This is part of my ongoing research on new economic models.
No jobs? No ownership? No capitalism? No problem. For Jeremy Rifkin, a post-jobs and post-ownership future will propel humanity to a next level of human consciousness: Homo Empathicus. Technology will liberate humanity from the material pursuits, so we can focus on empathy and collaboration.
Zero Marginal Cost Society projects a reorganization of society around new modes of communication and energy will underpin this new civilization:
- Renewable energy, chiefly solar energy, will be produced by citizens for their own community.
- Automation, along with 3D printing, will be able to replicate and produce whatever a community needs, provided by cheap, abundant renewable energy.
- The “Internet of Things” will allow all machines to communicate and a coordinate to adjust to the needs of the people.
The result is the ability to produce goods at virtually no cost, provided with free information (open source), free energy (renewable), and free labour (robotics).
For Rifkin, he sees the foundation of the future in the present. From robotic automation to Wikipedia, Couchsurfing and solar microgrids, there are already plenty of real world examples of large scale collaboration, sharing, and also the production of goods and services at ever lower marginal costs.
While centered on humanity’s techno-future, Zero Marginal Cost Society is wildly ambitious in scope. The book detours at length to describe a sweeping narrative of human history, where energy is the main paradigm that drives human development and even human consciousness. From wind power to coal, Rifkin sees energy behind the drive towards urbanization (windmill power), religion (hydraulic agriculture) and so on. In this narrative, renewable energy on a microgrid is the next step of human civilization.
Energy Sources & Human Consciousness?
Going further, the book attempts to match this energy-paradigm with human consciousness itself. As we go up the different energy paradigm, Rifkin claims that human consciousness and identify shifts – from tribal to religious, to cultural/psychology and finally to universal empathy.

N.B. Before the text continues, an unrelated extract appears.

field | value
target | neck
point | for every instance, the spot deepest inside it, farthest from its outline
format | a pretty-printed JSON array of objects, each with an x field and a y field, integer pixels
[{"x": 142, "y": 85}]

The next energy paradigm shift – along with IoT and automation – will leads to humanity’s Hegelian Emphatic Civilization.
In this relatively short read, Rifkin packs a lot of information, examples, analogies, research and social commentary. With so much ground to cover, the book is both ambitious and sometimes awkward. It attempts to sell the promise a more spiritual, abundant, techno-future of humanity and at the same time trying to construct a framework for understanding the history of human civilization and human consciences.
Ambitious Ideas, Many Assumptions
The book makes vast assumptions about human behavior, especially the notion that nearly free energy and material wealth will make society, not only less materialistic but also more emphatic. There is also a question of who will pay for the book’s new form of energy, IoT infrastructure, and manufacturing infrastructure.
Others can also quibble with some of Rifkin’s examples and generations. The most obvious is that 3D printing, so far, has not lived to its hype. And IoT, still in its infancy, opens large questions on security and privacy that have yet to be addressed.
Yet, as a work about the future, the book succeeds in attempting to extrapolate a fantastical new future from the present. Given the global sense of uncertainty today, Rifkin utopian vision of how humanity can move forward is a welcome contribution.